There have been a ton of works with similar thematic elements of late (“Solos”, Swan Song, and “Severance” come to mind), so execution and tone are crucial to setting Dual apart. Stearns does a great job adapting the concept to his style and this dark, violent angle is a real showstopper on paper too. So, why do we never see Robert Michaels again? Why does Stearns decide to use the most kinetic and captivating bit of his premise as an appetizer before presenting a more staid main course? I’m sure there are a lot of reasons from budgetary to COVID (the film was shot in Finland after their first two pandemic-safety choices fell through) to intent. It’s not about the violence or rage. It’s about our unavoidable futility.

Neither Sarah is wrong for wanting to live. Neither is right for wanting to kill the other to do so.

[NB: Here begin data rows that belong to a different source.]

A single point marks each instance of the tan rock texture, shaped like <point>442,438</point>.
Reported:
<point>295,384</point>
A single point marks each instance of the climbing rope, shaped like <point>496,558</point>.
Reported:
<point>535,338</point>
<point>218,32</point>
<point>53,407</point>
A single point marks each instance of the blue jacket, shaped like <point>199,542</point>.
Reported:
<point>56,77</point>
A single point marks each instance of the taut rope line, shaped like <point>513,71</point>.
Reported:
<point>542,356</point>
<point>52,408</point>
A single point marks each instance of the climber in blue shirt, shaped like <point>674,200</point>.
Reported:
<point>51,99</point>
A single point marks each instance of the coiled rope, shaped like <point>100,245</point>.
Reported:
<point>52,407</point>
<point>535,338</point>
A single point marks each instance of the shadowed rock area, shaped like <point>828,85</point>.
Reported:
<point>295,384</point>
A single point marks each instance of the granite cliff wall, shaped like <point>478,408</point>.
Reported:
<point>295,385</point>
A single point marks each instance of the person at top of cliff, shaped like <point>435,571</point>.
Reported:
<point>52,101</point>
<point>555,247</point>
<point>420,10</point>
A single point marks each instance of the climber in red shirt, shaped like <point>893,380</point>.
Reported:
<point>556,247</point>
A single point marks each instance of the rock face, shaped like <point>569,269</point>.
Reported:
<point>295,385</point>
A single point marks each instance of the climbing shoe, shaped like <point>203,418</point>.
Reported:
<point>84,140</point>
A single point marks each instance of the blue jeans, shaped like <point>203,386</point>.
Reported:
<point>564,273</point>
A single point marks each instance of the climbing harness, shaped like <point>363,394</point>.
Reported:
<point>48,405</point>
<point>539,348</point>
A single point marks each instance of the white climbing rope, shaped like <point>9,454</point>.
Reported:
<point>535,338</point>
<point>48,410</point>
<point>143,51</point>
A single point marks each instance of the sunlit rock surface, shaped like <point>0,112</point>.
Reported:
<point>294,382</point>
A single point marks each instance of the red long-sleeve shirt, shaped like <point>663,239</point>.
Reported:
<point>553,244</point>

The truth of the matter is that what we fight for often proves not worth fighting for at all. Sarah isn’t happy. She accepts her impending demise sight unseen and her duel trainer (an underused yet effective Aaron Paul) doesn’t even believe she wants to live upon their initial meeting. So, who’s to say surviving will make her happy? Who’s to say Sarah’s Double will be able to take the exact same elements that made her original depressed and somehow make them work? Their mutual excitement and ambition are for an idea rather than a tangible prize. They want to win even if what they’re winning is misery.

That astutely bleak observation pulled me through because it’s the type of commentary we need in our art at a moment in time where escapist fantasies rule the box office. I don’t think Stearns has quite the same grasp on how to express it as he did with his previous two films, but his off-beat humor and biting satire shine through anyway. I think Gillan might be too robotic (Self-Defense works because they’re all odd, not emotionless), but I get why Stearns pushed her there. Her interaction with many scenes unfortunately renders them as skits rather than pieces of a cohesive whole because of it, though. Training therefore feels like filler. Thankfully the ending rights the ship—even if doing so makes that filler seem even less important.